We are always aware of the visceral bond that connects the Wingfields, of the love as well as the rancor. The alarmed, heart-stopping cries that spring from Tom and Amanda whenever Laura stumbles are testimonies to a passionate, worried protectiveness they mostly try to conceal. Laura has never seemed more mortally fragile.
 
Yet Ms. Keenan-Bolger endows her with a feral stubbornness within the shyness, like an animal burrowed in a safe lair who knows that it’s dangerous outside. When Laura timidly ventures out of that burrow, to make fleeting contact with the long-awaited gentleman caller, Jim (the excellent Mr. Smith), her worst instincts are confirmed, though only after an exquisite interlude of shimmering hopefulness.
 
Mr. Quinto, best known for his screen work, is the finest Tom I’ve ever seen, a defensive romantic, sardonically in love with his own lush powers of description. You truly feel that he is shaping this play as we watch, and we wince and marvel in those moments when he no longer seems in control, when reality rears its reproachful head.
 
That head belongs to Ms. Jones, who delivers a magnificently human performance, anchoring Amanda without the customary grotesque eccentricities. For all her florid talk of a glorious, genteel Southern youth, this Amanda is rooted in the shabby, debt-plagued present and determined to take command of it, even though the tools she uses are woefully anachronistic.
 
Ms.

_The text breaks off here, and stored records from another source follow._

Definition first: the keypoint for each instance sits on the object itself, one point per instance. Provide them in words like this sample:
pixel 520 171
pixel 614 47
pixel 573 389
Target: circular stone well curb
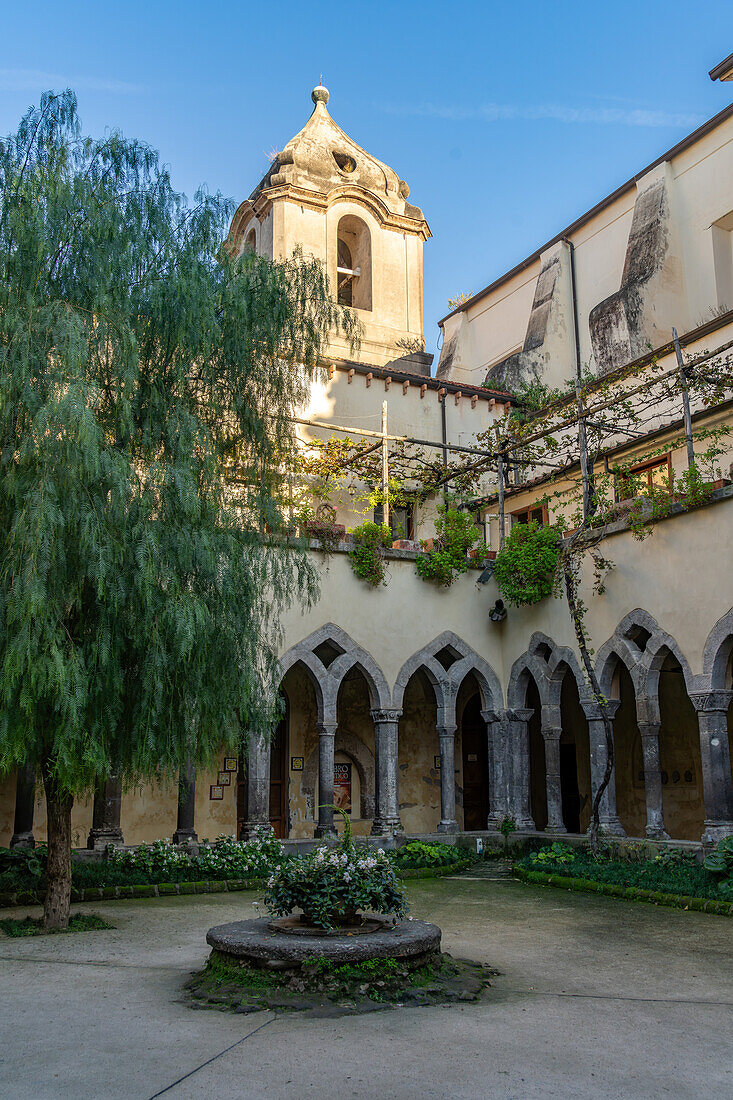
pixel 255 943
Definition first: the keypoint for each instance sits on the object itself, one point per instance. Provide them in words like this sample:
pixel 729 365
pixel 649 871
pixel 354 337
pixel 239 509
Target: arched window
pixel 353 271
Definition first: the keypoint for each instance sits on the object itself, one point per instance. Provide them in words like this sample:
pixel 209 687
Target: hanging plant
pixel 526 567
pixel 456 534
pixel 370 541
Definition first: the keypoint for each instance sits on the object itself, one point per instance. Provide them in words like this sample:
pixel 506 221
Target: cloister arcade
pixel 446 748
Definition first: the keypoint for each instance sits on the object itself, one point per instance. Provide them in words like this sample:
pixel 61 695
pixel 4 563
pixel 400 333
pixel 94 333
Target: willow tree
pixel 146 378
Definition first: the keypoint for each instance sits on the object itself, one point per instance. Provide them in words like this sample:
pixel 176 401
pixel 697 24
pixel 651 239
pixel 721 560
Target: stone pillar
pixel 517 767
pixel 448 823
pixel 715 755
pixel 256 788
pixel 655 814
pixel 494 756
pixel 326 755
pixel 386 811
pixel 106 815
pixel 185 831
pixel 606 811
pixel 551 737
pixel 24 804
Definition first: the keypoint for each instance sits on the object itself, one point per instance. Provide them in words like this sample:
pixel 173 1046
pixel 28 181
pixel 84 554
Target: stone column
pixel 517 767
pixel 494 757
pixel 386 811
pixel 448 823
pixel 256 788
pixel 185 831
pixel 551 737
pixel 655 814
pixel 326 755
pixel 606 811
pixel 106 815
pixel 24 804
pixel 715 755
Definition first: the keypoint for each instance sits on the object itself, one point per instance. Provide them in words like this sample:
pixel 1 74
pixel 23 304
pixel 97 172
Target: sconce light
pixel 498 613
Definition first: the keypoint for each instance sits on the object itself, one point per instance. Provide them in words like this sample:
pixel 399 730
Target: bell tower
pixel 342 206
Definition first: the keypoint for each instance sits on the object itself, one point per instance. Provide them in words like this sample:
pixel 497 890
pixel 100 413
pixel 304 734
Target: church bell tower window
pixel 353 271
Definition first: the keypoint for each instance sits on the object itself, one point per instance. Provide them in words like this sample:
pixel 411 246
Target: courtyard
pixel 595 997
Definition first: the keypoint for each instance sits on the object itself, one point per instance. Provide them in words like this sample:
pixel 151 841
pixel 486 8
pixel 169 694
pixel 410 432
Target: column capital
pixel 520 714
pixel 447 732
pixel 711 702
pixel 385 715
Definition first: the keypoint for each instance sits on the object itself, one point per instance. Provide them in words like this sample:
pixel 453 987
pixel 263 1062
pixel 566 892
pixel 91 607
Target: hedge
pixel 630 893
pixel 173 889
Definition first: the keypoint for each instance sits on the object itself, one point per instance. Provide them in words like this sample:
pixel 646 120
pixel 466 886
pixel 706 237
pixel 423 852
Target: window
pixel 353 263
pixel 402 520
pixel 644 477
pixel 537 514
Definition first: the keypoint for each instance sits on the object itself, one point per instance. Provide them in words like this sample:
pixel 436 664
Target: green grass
pixel 33 925
pixel 682 877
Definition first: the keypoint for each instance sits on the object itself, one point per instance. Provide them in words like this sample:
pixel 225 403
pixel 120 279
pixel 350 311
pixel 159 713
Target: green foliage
pixel 367 558
pixel 526 567
pixel 146 383
pixel 456 534
pixel 418 854
pixel 33 925
pixel 330 886
pixel 557 855
pixel 677 875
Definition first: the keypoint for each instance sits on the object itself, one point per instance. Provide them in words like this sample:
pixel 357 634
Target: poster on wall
pixel 342 787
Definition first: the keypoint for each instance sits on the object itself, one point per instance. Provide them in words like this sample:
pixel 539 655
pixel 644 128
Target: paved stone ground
pixel 598 999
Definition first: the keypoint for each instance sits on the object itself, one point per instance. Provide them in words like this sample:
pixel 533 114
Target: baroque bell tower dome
pixel 325 194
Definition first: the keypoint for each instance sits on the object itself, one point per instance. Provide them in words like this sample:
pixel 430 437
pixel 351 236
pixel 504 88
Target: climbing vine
pixel 370 541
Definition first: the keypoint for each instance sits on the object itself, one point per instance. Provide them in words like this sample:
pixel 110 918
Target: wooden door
pixel 476 767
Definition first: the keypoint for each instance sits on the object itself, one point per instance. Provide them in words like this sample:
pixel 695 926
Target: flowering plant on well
pixel 331 886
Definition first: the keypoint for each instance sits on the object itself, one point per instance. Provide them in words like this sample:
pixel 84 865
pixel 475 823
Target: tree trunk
pixel 58 867
pixel 577 614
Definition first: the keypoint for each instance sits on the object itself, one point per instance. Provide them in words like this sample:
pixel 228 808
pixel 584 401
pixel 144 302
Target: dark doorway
pixel 476 767
pixel 279 793
pixel 537 766
pixel 569 790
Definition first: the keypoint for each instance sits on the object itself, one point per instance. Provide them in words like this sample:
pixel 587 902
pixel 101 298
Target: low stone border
pixel 209 886
pixel 630 893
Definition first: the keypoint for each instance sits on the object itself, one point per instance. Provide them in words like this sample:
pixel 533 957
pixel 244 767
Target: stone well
pixel 262 943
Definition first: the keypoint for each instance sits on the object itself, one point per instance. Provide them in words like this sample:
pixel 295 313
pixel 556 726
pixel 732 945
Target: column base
pixel 717 831
pixel 101 838
pixel 185 836
pixel 22 840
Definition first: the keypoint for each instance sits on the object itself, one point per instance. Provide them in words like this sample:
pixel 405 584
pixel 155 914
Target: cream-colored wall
pixel 699 195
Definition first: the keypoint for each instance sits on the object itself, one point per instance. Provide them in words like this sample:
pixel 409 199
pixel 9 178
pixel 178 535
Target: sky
pixel 507 120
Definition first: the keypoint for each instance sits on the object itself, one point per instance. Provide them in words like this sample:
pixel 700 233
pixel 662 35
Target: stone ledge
pixel 628 893
pixel 255 942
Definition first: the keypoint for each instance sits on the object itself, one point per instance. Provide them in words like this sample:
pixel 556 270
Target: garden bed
pixel 671 878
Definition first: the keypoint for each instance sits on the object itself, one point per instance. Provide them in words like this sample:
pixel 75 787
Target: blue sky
pixel 507 120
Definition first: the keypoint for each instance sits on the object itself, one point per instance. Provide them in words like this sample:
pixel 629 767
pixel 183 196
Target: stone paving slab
pixel 598 998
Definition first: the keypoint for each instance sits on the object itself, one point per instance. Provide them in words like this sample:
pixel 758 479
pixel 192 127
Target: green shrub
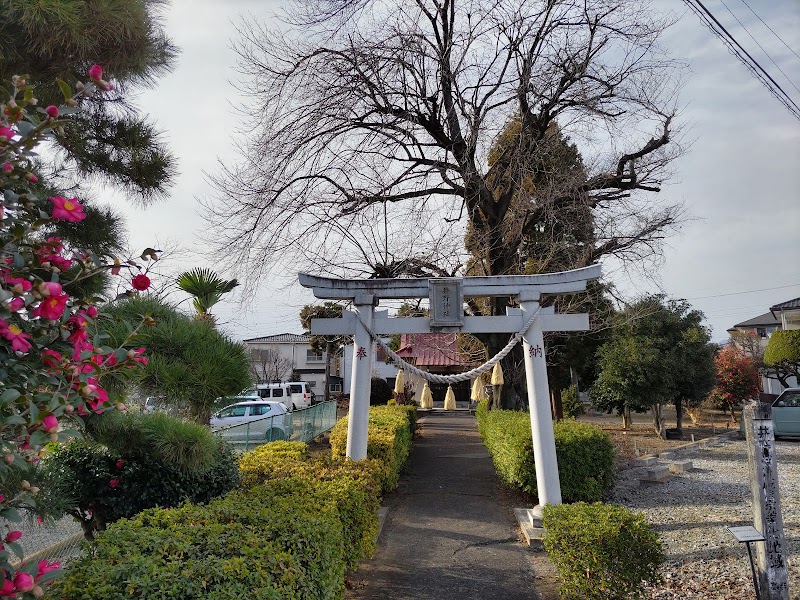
pixel 571 404
pixel 388 440
pixel 380 392
pixel 104 486
pixel 253 544
pixel 601 551
pixel 354 487
pixel 584 452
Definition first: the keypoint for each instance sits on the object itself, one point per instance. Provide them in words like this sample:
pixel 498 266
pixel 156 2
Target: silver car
pixel 252 420
pixel 786 413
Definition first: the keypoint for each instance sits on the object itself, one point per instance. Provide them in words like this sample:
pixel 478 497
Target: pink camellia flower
pixel 13 536
pixel 67 209
pixel 6 134
pixel 50 288
pixel 51 308
pixel 15 335
pixel 19 285
pixel 50 424
pixel 96 72
pixel 23 582
pixel 51 359
pixel 141 282
pixel 59 262
pixel 16 304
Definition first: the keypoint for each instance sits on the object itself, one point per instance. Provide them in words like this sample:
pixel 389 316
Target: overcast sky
pixel 740 179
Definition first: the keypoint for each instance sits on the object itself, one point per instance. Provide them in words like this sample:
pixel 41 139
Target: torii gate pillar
pixel 358 417
pixel 548 484
pixel 365 295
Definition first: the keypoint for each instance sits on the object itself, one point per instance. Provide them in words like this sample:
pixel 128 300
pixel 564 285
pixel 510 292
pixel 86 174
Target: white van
pixel 294 395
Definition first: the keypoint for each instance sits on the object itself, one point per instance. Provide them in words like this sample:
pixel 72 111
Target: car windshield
pixel 232 411
pixel 791 399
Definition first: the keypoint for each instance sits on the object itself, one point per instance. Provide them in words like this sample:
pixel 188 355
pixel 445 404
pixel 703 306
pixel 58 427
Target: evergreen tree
pixel 60 39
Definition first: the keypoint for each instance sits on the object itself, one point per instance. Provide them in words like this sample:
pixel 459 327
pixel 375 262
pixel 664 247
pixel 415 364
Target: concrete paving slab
pixel 450 531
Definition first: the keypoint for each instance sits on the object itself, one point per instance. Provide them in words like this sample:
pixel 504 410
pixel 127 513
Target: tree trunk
pixel 327 394
pixel 679 415
pixel 658 421
pixel 556 405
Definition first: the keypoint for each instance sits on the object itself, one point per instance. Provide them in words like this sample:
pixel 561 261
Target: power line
pixel 747 31
pixel 780 287
pixel 772 30
pixel 737 50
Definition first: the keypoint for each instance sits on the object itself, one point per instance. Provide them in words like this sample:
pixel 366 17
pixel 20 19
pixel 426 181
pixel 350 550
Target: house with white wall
pixel 290 357
pixel 781 316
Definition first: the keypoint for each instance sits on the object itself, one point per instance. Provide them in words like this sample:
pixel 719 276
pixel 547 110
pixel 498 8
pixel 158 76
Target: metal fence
pixel 300 425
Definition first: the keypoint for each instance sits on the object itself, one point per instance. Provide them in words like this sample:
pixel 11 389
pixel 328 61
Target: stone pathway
pixel 450 531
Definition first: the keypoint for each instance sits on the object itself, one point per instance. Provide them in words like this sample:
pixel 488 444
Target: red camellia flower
pixel 51 308
pixel 6 133
pixel 23 582
pixel 141 282
pixel 15 335
pixel 67 209
pixel 50 424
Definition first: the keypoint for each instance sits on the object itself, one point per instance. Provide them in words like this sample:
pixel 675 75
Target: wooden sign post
pixel 771 565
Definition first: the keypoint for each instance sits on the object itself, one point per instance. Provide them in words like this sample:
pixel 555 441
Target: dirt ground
pixel 641 438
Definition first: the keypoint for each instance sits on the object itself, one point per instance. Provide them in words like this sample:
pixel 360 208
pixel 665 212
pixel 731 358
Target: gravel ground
pixel 691 511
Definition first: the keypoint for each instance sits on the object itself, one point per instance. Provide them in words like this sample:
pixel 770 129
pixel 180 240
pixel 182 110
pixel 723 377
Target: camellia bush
pixel 51 358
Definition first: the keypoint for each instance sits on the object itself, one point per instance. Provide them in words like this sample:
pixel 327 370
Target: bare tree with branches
pixel 362 112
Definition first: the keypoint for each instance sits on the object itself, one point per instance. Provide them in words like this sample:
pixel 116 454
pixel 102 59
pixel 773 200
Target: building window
pixel 312 356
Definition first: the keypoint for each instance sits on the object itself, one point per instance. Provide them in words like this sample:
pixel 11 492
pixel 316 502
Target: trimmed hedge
pixel 103 486
pixel 585 454
pixel 601 551
pixel 354 488
pixel 290 532
pixel 388 440
pixel 249 544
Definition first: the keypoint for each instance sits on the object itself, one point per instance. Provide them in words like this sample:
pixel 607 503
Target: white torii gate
pixel 447 314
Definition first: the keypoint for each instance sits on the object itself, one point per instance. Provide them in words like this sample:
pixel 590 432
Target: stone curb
pixel 689 447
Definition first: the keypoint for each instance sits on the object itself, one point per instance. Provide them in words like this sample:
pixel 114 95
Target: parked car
pixel 785 413
pixel 252 419
pixel 294 394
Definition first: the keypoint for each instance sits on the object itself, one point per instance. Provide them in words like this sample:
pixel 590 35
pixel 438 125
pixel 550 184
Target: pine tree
pixel 60 39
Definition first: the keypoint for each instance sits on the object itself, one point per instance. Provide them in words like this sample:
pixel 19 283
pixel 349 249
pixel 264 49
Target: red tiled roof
pixel 432 350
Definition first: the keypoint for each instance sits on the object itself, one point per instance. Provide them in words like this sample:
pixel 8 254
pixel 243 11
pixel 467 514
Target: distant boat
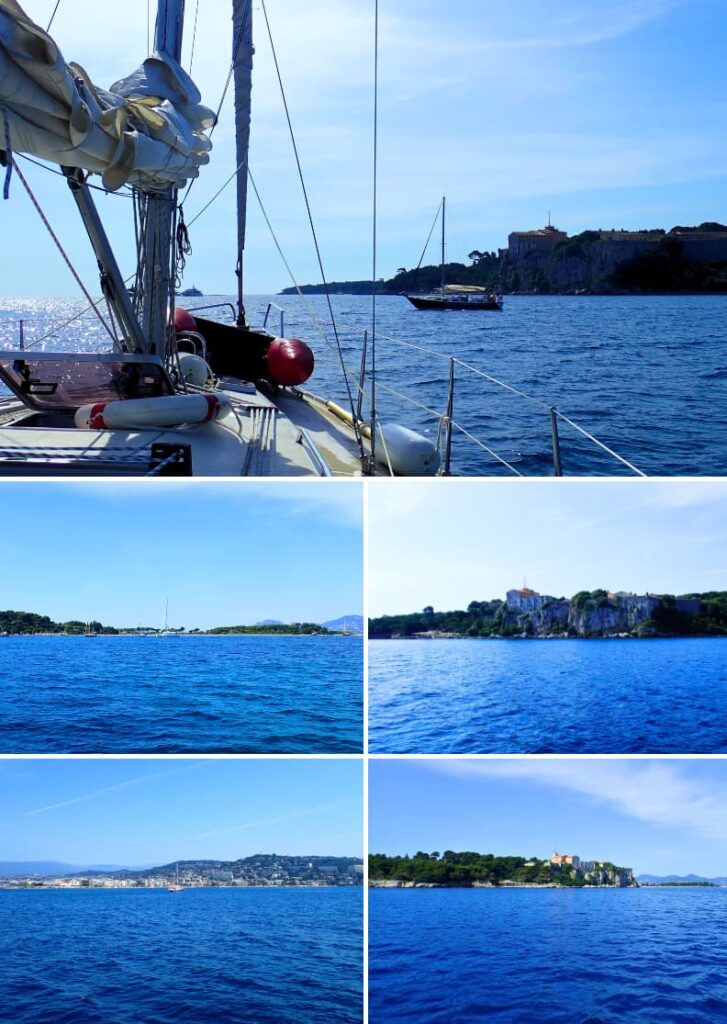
pixel 175 887
pixel 166 632
pixel 455 296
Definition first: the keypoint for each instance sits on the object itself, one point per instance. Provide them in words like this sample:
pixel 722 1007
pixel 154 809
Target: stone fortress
pixel 548 259
pixel 597 872
pixel 601 613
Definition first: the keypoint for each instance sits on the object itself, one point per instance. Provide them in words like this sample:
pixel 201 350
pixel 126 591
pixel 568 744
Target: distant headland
pixel 30 623
pixel 525 613
pixel 483 870
pixel 548 261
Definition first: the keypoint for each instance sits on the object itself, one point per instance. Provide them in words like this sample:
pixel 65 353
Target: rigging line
pixel 356 427
pixel 374 239
pixel 230 71
pixel 57 4
pixel 306 305
pixel 51 170
pixel 219 192
pixel 62 252
pixel 429 237
pixel 194 36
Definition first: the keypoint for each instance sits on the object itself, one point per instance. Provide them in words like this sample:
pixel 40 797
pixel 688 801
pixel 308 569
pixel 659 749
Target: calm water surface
pixel 548 956
pixel 646 375
pixel 217 955
pixel 186 694
pixel 536 696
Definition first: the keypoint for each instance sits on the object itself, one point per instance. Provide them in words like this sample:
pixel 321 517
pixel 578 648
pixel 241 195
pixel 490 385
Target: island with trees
pixel 548 261
pixel 478 870
pixel 525 613
pixel 32 624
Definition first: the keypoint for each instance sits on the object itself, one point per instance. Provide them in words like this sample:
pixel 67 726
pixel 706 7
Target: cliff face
pixel 592 261
pixel 587 617
pixel 621 878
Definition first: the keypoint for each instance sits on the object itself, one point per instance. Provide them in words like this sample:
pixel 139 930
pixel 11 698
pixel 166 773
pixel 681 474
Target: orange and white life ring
pixel 136 414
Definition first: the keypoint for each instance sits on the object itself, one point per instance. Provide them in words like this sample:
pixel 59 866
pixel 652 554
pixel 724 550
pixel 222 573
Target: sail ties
pixel 6 155
pixel 182 242
pixel 65 255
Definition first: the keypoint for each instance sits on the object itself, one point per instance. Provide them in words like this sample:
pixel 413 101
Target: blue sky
pixel 606 114
pixel 222 554
pixel 135 812
pixel 657 816
pixel 482 538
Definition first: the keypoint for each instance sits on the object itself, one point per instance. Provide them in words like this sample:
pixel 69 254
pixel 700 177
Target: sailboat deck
pixel 256 440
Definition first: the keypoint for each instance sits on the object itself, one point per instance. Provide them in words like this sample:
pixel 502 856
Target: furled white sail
pixel 148 130
pixel 243 65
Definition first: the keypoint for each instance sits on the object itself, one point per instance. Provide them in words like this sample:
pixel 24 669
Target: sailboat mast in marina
pixel 175 886
pixel 455 296
pixel 174 393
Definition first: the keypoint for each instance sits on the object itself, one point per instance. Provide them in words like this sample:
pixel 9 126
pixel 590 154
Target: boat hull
pixel 425 302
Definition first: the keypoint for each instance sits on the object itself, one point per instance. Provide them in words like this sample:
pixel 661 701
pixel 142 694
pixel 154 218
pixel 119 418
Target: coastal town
pixel 262 870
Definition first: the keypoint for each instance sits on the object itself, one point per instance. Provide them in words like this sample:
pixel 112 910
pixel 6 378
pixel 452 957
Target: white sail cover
pixel 147 131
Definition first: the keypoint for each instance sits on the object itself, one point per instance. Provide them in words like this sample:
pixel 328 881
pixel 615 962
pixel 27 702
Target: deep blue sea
pixel 538 696
pixel 244 694
pixel 548 956
pixel 646 375
pixel 147 956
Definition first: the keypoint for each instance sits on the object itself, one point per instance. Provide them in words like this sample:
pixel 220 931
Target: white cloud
pixel 661 793
pixel 336 502
pixel 109 790
pixel 267 822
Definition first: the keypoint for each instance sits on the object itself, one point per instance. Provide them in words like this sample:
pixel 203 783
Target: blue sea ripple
pixel 201 956
pixel 549 955
pixel 540 696
pixel 240 694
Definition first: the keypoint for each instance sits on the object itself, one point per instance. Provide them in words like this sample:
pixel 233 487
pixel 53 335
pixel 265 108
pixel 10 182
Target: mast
pixel 243 68
pixel 158 272
pixel 441 265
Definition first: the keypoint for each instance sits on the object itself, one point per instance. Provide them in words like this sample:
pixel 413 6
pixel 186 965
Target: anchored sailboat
pixel 175 394
pixel 455 296
pixel 176 886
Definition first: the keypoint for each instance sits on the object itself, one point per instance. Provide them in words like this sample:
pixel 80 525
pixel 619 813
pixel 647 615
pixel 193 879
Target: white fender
pixel 410 454
pixel 136 414
pixel 194 369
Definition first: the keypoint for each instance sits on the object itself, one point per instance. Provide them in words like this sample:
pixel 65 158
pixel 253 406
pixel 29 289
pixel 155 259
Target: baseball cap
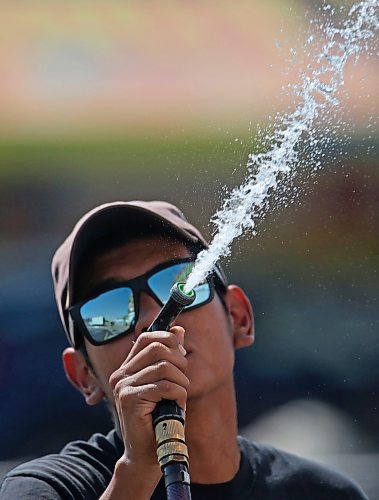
pixel 126 219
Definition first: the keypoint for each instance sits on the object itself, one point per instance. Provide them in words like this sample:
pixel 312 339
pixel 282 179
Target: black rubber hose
pixel 168 417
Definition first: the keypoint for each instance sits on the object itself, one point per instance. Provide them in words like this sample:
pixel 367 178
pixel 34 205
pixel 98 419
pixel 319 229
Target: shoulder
pixel 294 477
pixel 81 466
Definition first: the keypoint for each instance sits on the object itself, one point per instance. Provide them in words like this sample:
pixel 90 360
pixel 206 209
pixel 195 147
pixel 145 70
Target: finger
pixel 131 399
pixel 179 332
pixel 168 339
pixel 162 370
pixel 152 354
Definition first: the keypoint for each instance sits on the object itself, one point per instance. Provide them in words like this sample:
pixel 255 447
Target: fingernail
pixel 182 350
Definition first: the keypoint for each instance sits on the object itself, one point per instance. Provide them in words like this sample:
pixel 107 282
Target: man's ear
pixel 81 376
pixel 241 314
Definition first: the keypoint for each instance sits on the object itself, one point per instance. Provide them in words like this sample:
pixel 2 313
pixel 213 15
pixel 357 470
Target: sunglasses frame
pixel 137 284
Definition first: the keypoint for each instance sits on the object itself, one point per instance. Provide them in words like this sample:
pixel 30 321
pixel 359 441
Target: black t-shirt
pixel 83 469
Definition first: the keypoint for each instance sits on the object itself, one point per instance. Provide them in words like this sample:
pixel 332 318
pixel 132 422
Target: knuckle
pixel 113 380
pixel 163 367
pixel 165 386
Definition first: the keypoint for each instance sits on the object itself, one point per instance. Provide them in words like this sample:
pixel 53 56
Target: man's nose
pixel 148 310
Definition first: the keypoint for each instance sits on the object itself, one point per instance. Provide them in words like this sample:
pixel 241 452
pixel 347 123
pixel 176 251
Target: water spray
pixel 168 417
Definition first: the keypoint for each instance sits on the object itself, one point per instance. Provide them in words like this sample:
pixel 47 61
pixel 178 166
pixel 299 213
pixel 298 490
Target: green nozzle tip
pixel 181 289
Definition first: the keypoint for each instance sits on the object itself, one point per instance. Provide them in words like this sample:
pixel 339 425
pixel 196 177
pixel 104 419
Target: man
pixel 111 276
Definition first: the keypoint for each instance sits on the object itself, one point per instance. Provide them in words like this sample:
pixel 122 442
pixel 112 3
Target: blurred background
pixel 105 101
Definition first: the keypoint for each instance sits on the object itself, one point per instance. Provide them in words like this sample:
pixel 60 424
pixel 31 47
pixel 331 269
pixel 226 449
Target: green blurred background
pixel 105 101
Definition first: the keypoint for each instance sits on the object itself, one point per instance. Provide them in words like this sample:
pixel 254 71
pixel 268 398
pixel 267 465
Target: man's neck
pixel 211 437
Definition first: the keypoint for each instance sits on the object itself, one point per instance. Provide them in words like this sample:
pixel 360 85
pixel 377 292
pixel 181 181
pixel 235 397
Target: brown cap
pixel 134 218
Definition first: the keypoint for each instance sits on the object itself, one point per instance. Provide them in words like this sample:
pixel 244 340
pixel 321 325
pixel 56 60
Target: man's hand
pixel 154 370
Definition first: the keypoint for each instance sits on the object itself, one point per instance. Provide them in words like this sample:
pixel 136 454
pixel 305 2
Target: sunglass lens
pixel 109 315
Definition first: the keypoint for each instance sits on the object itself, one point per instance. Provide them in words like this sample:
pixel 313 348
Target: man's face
pixel 208 338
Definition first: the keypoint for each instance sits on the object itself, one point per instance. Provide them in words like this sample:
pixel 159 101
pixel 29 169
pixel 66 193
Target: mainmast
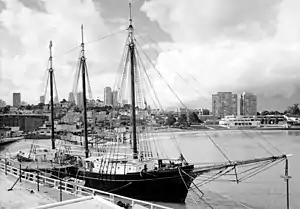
pixel 132 65
pixel 51 97
pixel 83 65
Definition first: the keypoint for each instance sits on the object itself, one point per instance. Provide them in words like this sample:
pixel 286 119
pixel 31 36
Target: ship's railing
pixel 68 187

Jones makes Amanda’s garrulousness her survival strategy, as if talking might keep the wolf from the door — and keep her from seeing the darkness that waits to devour her family. She knows it’s there; you hear that knowledge when Ms. Jones’s voice sinks into cryptlike chest tones.
 
As for that fabled scene where Amanda dons a frilly frock from her girlhood to greet Laura’s gentleman caller, Ms. Jones presents it without camp or pathos. When Amanda, in that frock, describes one spinning, malaria-touched summer of her gilded youth, Ms. Jones miraculously becomes the beautiful girl who first wore that dress.
 
Memory may be a torturer in “The Glass Menagerie.” But every so often, as this glorious production allows, it lights up the darkness like a divine benediction.